Musang Pengisap Darah Ternak di Taput Diduga Binturong

Ahmad Arfah - detikNews
Senin, 29 Jun 2020 16:16 WIB
Hewan ternak di Taput mati misterius (dok. Istimewa)
Foto: Hewan ternak di Taput mati misterius (dok. Istimewa)
Medan -

Penyebab matinya puluhan ternak dengan kondisi darah terisap di Tapanuli Utara (Taput) perlahan-lahan mulai terungkap. Hewan yang diduga menjadi pengisap darah ternak di Taput itu disebut masuk dalam keluarga musang yang belakangan diketahui adalah binturong.

"Kemungkinan besar mengarah ke sana (disebabkan Binturong)," ujar Kepala Bagian Tata Usaha BKSDA Sumut Teguh Setiawan, saat dimintai konfirmasi, Senin (29/6/2020).

Binturong sendiri masuk ke dalam familia Viverridae atau yang dikenal sebagai musang. Hewan ini disebut berwarna hitam dan punya ekor panjang.

Teguh mengatakan dugaan itu masih bersifat sementara karena hewan yang memangsa ternak tersebut belum juga tertangkap. Dugaan soal binturong ini, kata Teguh, didasarkan pada keterangan warga yang sempat melihat hewan tersebut.
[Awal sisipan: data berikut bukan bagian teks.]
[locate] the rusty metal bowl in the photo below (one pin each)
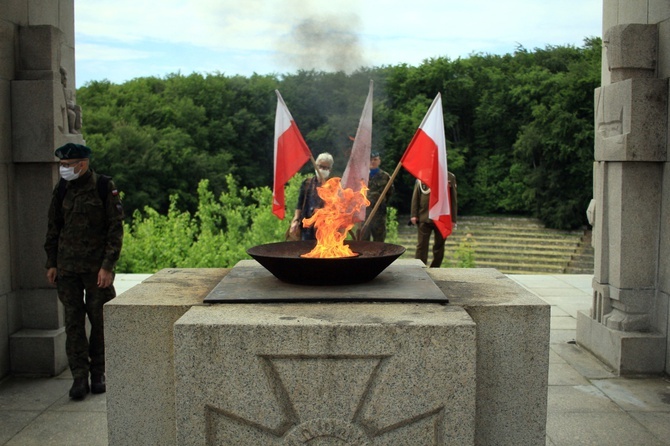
(283, 260)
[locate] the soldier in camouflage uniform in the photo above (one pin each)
(83, 243)
(376, 229)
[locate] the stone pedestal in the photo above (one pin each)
(473, 371)
(359, 373)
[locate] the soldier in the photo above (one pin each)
(419, 216)
(83, 243)
(376, 228)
"Tapi berdasarkan ciri-ciri dari keterangan masyarakat begitu. Informasi masyarakat itu berbulu hitam, terus ada loreng putihnya. Kemungkinan itu (Binturong)," katanya.

Dia mengatakan binturong yang punya nama latin Arctictis binturong ini merupakan hewan yang dilindungi. Dia disebut tinggal di wilayah dekat sungai.
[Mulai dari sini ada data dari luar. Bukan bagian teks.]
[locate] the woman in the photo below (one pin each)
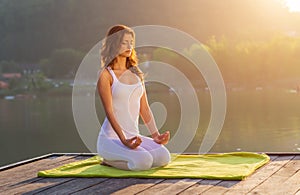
(123, 95)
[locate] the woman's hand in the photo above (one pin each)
(133, 142)
(162, 138)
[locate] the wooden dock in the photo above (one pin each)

"Binturong binatang dilindungi. Habitatnya yang pasti dia dekat sungai," jelas Teguh.

Sebelumnya, puluhan hewan ternak di Taput ditemukan mati. Hewan ini diduga mati karena darahnya diisap.

"Darahnya saja diisap. Sama bagian dalam tubuh dimakan," kata Bupati Taput Nikson Nababan, Minggu (21/6).